Viewed from this perspective, the process of manure making is slightly comical, yet undeniably attractive in its variety and efficiency. From closer up, it is messy. The cow, horse, chicken, sheep, dog leaves its pie, manure, dung, droppings, dirt, to the tune of roughly two billion tons each year, enough for a three-foot layer over all the home gardens in America.
Who wants to pick it up? Less than a quarter of the manure (including both feces and urine) that these animals drop is usefully returned to the soil. Take the case of New York City. “Sanitation takes it away,” says P. O. Oliver of the New York City Mounted Unit. “It’s piled out back there,” says Bob of the Wichita Zoo. “We pay a guy to cart it off” says the owner of a horse stable not three city blocks away from a community garden that is starving for rich soil. And all over America, urban people wrap their dog’s doo fastidiously in old newspaper and chuck it in the trash.
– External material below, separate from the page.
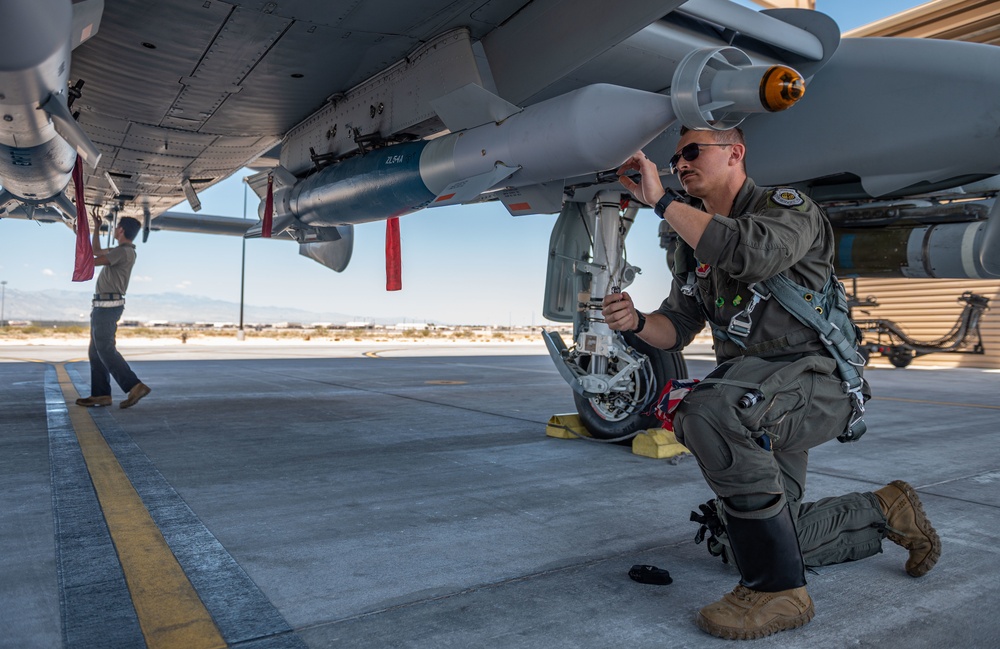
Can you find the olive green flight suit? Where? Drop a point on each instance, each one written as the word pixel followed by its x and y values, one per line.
pixel 769 231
If it’s any consolation, modernity and the flush toilet are not entirely to blame. Though among the colonists who destroyed New England’s already thin soils in less than a century were some few who had the sense to follow the first-century Roman writer Columella’s recommendations and return the manure to the cultivated soil—in some towns, William Cronon reports in Changes in the Land, there was a weekly lottery for the right to have the town sheep spend the night on one’s land—the majority let their stock roam free, diluting the benefit of their droppings over acres of pasture and forest.
I propose a new national symbol: not Smoky the Bear or an eagle but a colonist planting an apple tree over the old outhouse hole.